Albayalde elated by UP exec’s OK of guard’s training by PNP

August 30, 2019

SAYING it’s a ‘good sign,’ Philippine National Police chief, General Oscar D. Albayalde yesterday welcomed reports that a University of the Philippines official had expressed openness to suggestions that police train their security officers.

“That’s a good sign, at least they admit na talagang mayroong problema doon because no less than the chair of the CHED  had already said na talagang may problema doon sa loob especially proliferation of illegal drugs,” the country’s top cop said.

He issued the remark as U.P. Vice President for Public Affairs Elena E. Pernia was quoted as saying she is open to the idea of having their police force undergo training by the PNP in order  to strengthen their capabilities in investigating and addressing crimes taking place in their campus.

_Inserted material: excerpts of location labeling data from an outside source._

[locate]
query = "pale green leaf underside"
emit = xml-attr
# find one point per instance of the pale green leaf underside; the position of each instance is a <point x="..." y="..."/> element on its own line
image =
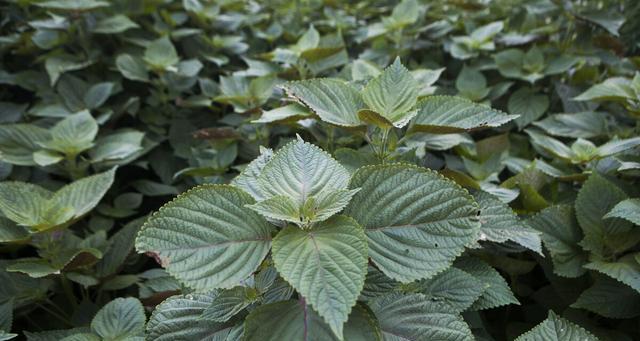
<point x="207" y="238"/>
<point x="393" y="93"/>
<point x="333" y="100"/>
<point x="414" y="317"/>
<point x="248" y="179"/>
<point x="555" y="328"/>
<point x="18" y="142"/>
<point x="227" y="304"/>
<point x="627" y="209"/>
<point x="416" y="221"/>
<point x="279" y="207"/>
<point x="300" y="170"/>
<point x="293" y="320"/>
<point x="326" y="265"/>
<point x="178" y="318"/>
<point x="450" y="114"/>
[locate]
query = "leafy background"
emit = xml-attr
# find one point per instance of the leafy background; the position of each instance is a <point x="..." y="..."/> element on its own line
<point x="108" y="109"/>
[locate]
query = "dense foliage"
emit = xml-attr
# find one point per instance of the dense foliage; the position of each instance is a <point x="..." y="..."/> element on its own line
<point x="319" y="170"/>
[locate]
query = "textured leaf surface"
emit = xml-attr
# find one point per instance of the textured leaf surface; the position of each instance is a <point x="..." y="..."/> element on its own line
<point x="497" y="292"/>
<point x="84" y="194"/>
<point x="500" y="223"/>
<point x="228" y="303"/>
<point x="555" y="328"/>
<point x="18" y="142"/>
<point x="177" y="318"/>
<point x="627" y="209"/>
<point x="24" y="203"/>
<point x="300" y="170"/>
<point x="603" y="236"/>
<point x="279" y="207"/>
<point x="450" y="114"/>
<point x="561" y="235"/>
<point x="248" y="179"/>
<point x="405" y="317"/>
<point x="293" y="320"/>
<point x="393" y="93"/>
<point x="333" y="100"/>
<point x="625" y="270"/>
<point x="121" y="318"/>
<point x="326" y="265"/>
<point x="416" y="221"/>
<point x="610" y="298"/>
<point x="207" y="238"/>
<point x="454" y="287"/>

According to Gen. Albayalde, he himself had received reports about petty crimes taking place in areas like the U.P. Los Baños in Laguna.

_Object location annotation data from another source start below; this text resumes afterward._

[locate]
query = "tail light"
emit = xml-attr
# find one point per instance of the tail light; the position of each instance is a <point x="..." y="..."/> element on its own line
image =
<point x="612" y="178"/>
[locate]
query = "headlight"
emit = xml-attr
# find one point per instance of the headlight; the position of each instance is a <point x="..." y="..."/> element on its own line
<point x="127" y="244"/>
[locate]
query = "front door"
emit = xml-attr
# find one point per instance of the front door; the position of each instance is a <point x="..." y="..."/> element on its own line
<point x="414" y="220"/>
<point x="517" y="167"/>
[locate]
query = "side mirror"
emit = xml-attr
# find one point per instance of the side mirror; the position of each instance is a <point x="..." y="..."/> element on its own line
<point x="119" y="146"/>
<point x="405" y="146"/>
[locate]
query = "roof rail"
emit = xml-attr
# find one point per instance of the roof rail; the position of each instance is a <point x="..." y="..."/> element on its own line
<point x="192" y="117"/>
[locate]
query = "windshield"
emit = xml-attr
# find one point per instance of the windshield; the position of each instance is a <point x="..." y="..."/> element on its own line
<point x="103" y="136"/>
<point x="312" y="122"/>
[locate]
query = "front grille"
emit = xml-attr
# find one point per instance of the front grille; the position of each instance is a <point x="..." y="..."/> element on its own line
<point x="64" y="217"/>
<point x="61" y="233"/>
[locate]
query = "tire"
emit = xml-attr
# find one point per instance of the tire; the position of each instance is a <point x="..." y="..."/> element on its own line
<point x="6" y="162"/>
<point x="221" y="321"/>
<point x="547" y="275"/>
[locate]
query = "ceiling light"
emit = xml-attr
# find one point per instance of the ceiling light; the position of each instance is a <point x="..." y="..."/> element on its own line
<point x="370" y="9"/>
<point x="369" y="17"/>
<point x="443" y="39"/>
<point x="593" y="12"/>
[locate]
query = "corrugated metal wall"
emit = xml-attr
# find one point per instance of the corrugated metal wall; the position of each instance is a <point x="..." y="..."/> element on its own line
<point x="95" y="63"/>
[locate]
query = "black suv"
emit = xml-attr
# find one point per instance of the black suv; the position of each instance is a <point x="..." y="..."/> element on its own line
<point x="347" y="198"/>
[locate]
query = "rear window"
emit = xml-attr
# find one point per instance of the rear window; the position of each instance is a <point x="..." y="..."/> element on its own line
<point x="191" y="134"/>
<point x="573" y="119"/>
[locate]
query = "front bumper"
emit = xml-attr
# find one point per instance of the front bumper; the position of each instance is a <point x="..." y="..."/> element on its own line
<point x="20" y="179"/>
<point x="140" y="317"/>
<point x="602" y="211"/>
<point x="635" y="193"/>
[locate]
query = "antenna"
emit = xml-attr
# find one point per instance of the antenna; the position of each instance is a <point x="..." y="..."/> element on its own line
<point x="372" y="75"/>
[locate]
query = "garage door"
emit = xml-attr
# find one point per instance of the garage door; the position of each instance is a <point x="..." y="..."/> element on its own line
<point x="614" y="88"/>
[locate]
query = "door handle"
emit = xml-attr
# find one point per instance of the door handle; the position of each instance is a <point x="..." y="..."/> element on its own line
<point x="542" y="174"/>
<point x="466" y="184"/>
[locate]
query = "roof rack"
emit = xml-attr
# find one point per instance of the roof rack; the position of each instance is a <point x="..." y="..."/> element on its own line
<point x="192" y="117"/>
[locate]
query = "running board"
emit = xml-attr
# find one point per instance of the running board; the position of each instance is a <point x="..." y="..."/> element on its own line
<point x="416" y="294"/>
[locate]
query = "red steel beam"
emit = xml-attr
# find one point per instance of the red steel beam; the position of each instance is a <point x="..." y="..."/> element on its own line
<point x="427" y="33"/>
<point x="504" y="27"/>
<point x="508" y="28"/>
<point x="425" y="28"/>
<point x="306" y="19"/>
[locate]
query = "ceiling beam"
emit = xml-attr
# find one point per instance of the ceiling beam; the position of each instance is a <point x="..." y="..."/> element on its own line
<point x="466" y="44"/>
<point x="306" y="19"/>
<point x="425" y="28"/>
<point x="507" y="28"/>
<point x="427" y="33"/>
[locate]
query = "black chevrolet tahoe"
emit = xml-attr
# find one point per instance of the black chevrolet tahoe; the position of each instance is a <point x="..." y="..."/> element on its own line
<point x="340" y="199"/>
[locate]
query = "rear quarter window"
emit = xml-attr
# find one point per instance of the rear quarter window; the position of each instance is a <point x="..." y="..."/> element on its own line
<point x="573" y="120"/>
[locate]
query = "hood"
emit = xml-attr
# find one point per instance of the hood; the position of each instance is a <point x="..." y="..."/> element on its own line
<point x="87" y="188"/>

“So how can they monitor? They were not even intelligence-trained.. itong mga tao na ito (U.P. Police), they don’t even have police power to investigate and to file cases. Kailangan talaga nila ang tulong natin doon,” he said.

The PNP chief also supported the opinion of Commission on Higher Education chairman, Dr. Prospero De Vera, to review the 30-year old agreement between the Department of National Defense and U.P. that sets rigid conditions for access of government security forces into U.P. campuses.

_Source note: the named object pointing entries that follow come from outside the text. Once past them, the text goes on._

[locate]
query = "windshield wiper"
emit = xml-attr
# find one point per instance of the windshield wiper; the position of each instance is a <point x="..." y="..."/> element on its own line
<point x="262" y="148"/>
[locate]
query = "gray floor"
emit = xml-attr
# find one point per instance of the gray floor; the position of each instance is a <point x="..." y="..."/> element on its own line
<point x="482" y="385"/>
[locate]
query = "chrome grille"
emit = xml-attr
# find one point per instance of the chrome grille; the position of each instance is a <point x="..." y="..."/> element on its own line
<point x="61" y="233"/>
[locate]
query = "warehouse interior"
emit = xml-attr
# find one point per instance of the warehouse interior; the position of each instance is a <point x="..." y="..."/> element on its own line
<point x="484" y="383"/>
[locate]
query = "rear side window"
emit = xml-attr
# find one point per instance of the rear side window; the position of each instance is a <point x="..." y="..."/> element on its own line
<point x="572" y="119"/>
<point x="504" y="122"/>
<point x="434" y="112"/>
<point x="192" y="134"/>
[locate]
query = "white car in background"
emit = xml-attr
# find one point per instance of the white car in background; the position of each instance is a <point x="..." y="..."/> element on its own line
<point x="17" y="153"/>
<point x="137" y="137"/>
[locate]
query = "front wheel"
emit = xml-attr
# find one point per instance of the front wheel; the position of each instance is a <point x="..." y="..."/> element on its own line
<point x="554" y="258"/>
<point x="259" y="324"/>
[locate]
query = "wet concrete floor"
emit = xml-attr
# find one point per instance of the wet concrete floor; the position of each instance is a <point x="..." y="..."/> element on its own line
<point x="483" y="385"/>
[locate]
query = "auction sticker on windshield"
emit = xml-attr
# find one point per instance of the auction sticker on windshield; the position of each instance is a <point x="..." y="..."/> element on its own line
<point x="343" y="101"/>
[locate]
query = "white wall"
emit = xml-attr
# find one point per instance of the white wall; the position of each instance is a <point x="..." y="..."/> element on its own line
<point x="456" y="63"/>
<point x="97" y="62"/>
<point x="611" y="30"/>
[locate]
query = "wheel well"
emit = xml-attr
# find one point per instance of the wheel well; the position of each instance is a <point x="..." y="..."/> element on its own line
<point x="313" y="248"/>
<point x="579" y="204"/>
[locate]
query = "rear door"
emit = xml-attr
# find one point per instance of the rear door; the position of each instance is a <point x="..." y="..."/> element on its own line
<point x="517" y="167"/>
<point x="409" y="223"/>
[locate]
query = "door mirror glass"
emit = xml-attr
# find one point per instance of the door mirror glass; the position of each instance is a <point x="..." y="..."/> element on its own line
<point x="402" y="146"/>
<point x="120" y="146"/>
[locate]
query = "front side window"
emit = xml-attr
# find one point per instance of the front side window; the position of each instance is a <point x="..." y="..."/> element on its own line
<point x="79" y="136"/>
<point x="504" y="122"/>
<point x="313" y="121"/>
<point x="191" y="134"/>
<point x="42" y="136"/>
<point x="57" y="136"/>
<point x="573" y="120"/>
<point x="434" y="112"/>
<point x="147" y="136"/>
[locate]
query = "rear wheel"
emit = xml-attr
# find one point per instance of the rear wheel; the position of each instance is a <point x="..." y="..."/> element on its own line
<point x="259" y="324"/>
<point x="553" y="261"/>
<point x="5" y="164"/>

He specifically agreed with the CHED chairperson who cited the “prevalence of the drug problem” in the state university and its police force’s inability to handle crime and extremism in campus.

“We should not expect those in the academe to become policemen. They don’t have the skills, they don’t have the training and maybe what the media should investigate is what is the capability really of the UP Police to handle the drug problem inside the campus because there are portions of the UP campus identified as areas where there is a prevalence of drugs,” de Vera had said.